Spatially Randomized Designs Can Enhance Policy Evaluation
Ying Yang, Chengchun Shi, Fang Yao, Shouyang Wang, Hongtu Zhu
TL;DR
The paper tackles policy evaluation under spatial interference by introducing spatially randomized designs (global, individual, cluster) and providing parametric, semiparametric, and dynamic estimation frameworks. It derives MSE and power results, showing that spacerandomization can substantially improve estimator efficiency and testing power, with the optimal cluster size scaling as $c^*\asymp r$. The work introduces both traditional and doubly robust methods, including a dynamic DRL approach with mean-field approximations to mitigate the high-dimensionality of spatio-temporal data.
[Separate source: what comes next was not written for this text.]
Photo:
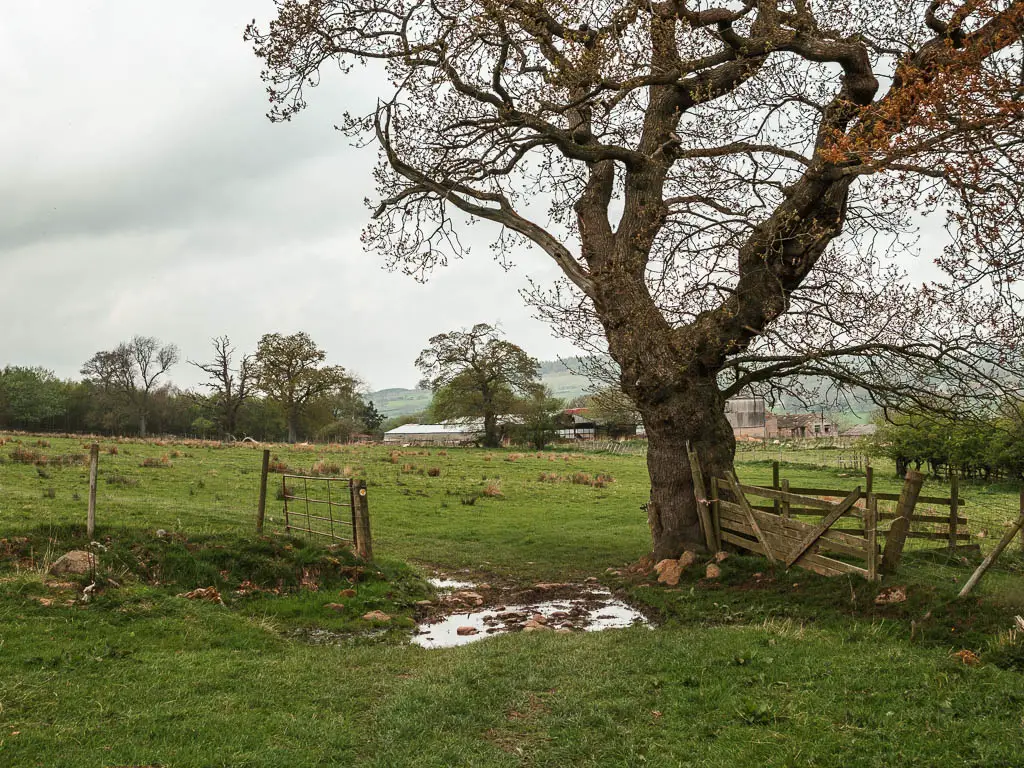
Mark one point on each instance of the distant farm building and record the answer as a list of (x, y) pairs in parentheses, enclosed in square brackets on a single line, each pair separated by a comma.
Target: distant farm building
[(861, 430), (581, 427), (749, 418), (434, 434), (806, 425)]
Empirical validation through simulations and a real ride-hailing dataset demonstrates consistent performance gains over global designs, supporting practical adoption in large-scale online experiments. The findings offer actionable guidance for designing efficient A/B tests in networks with interference, with implications for ride-sharing, e-commerce, and digital advertising platforms.
Abstract
This article studies the benefits of using spatially randomized experimental designs which partition the experimental area into distinct, non-overlapping units with treatments assigned randomly. Such designs offer improved policy evaluation in online experiments by providing more precise policy value estimators and more effective A/B testing algorithms than traditional global designs, which apply the same treatment across all units simultaneously. We examine both parametric and nonparametric methods for estimating and inferring policy values based on this randomized approach. Our analysis includes evaluating the mean squared error of the treatment effect estimator and the statistical power of the associated tests. Additionally, we extend our findings to experiments with spatio-temporal dependencies, where treatments are allocated sequentially over time, and account for potential temporal carryover effects. Our theoretical insights are supported by comprehensive numerical experiments.